Community Partnerships
The 5/6 class is engaged in a project based in County Farm Park, with the support of naturalists from the University of Michigan and the City of Ann Arbor. Each student is designing a study to collect and analyze data. (An example: one student is learning how to track deer activity throughout the park. As he finds evidence of deer trails, he'll add them to a map. He'll then use that data to try to determine their habits and diet, studying deer population that is specific to County Farm Park.) Each student will be tackling a wholly unique project in this fashion. Seed dispersal, water flow, evidence of glacial activity, squirrel behaviors, and fungi populations are a sampling of some of the other studies. The naturalists who are partnering with us offer our students the mentorship and example of experts from the community. Students plan to publish their studies at the end of the year. This is also tying in with work they are doing in Math, on contours and maps.

5th-8th grades continue to partner with the Sweetland Center for Writing - thank you to Anne Gere for the continuing inspiration and support.

The 3rd/4th grade "Walks with Experts" series continues. So far our visitors have included Tom Mansell (sound artist - thank you to Christine Hume for the connection), Theresa and Brad Angelini (the architects who designed our school), A. Van Jordan (poet - thank you to Peter Ho Davies for the connection), and this week we are looking forward to Amy Kulper (Amy is an architect but also a historian, and will be focusing on history for her walk). Coming up we have a botanist and a police officer with his dog. We anticipate that this series will run all through the year.

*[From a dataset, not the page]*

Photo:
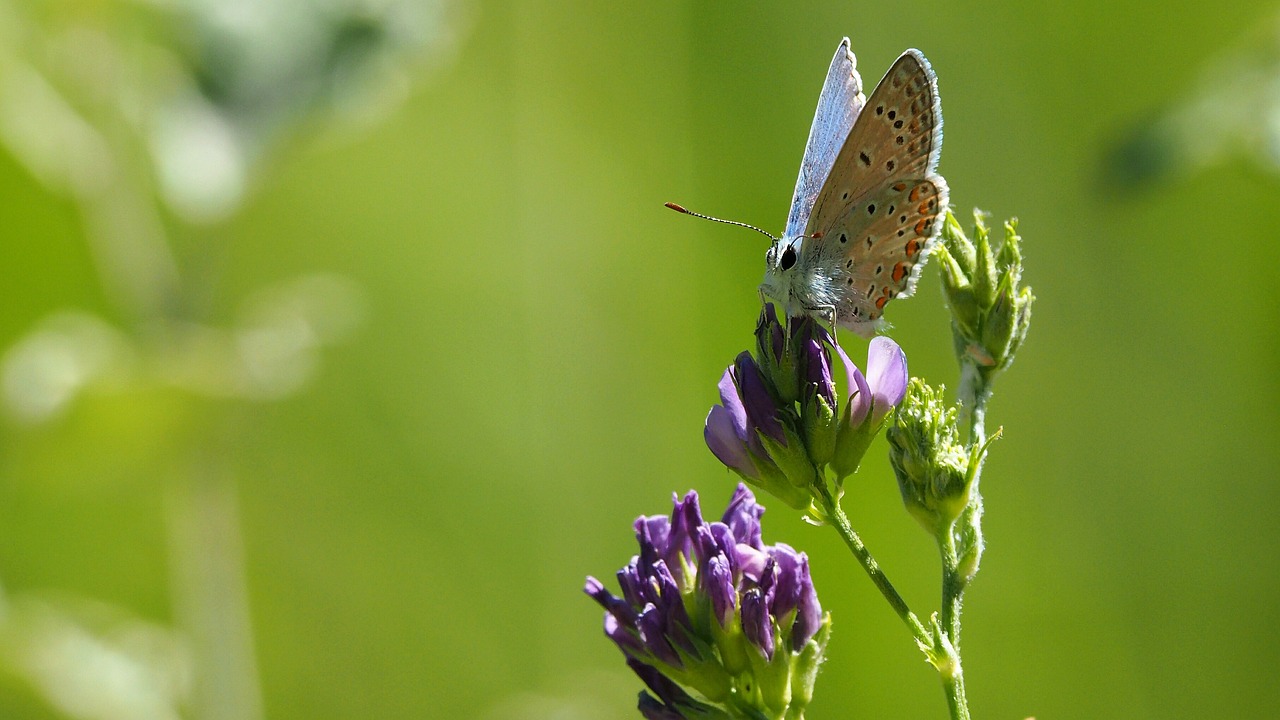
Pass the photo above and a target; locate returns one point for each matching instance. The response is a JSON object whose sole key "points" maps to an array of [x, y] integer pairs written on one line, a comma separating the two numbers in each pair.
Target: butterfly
{"points": [[868, 204]]}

Our own Christopher Matthews, father of Eliza Braunschneider in 1st grade, has written an astonishing poem about the journey of Lewis and Clark, which a couple of different classes (1st/2nd and 3rd/4th) will be working with. It's a huge enrichment and a great gift to the school to have parents who share their talents with us so generously. It builds on the work the younger kids have been doing on Lewis and Clark for the Exploration theme (lots of hands-on activities like making candles, Great Plains stew, moccasins, and preserved fruit, as well as excursions into the field to make notes and to take samples of flowers and leaves like The Corps of Discovery did).

On a similar poetic note, Christine Hume has arranged for visual poet Douglas Kearney to do a workshop with our 3rd and 4th graders on November 6th - poetry abounds in our elementary school. This promises to be enormously exciting.

We had a soul-stirring experience with Mark Stone and Dan Piccolo, who ran workshops and performed an interactive World Music concert for all our students. It was vibrant, beautiful, compelling stuff - thank you to Josh for making it happen. Mark and Dan also stayed for lunch to chat with our faculty, and we were joined by Jenny Koppera, a theatre professional with an interest in global theatre for kids, and James Chaffers, an architect who has worked in Europe and Africa, and who was a guiding light in the development of the Martin Luther King Memorial in Washington DC (thank you, Amy Kulper, for the connection). It was a lovely, lovely lunch with many interesting conversations which I know are continuing to happen between teachers and our guests. It will be fascinating to see where this might lead.

Kindergarteners have forged an on-going relationship with the University of Michigan Hospital Child Care Centre, where several of our children attended preschool and our own Val used to teach. This gives our smallest students the opportunity to be the big kids, and to offer love and guidance to the preschoolers when they visit them at the UMHCCC.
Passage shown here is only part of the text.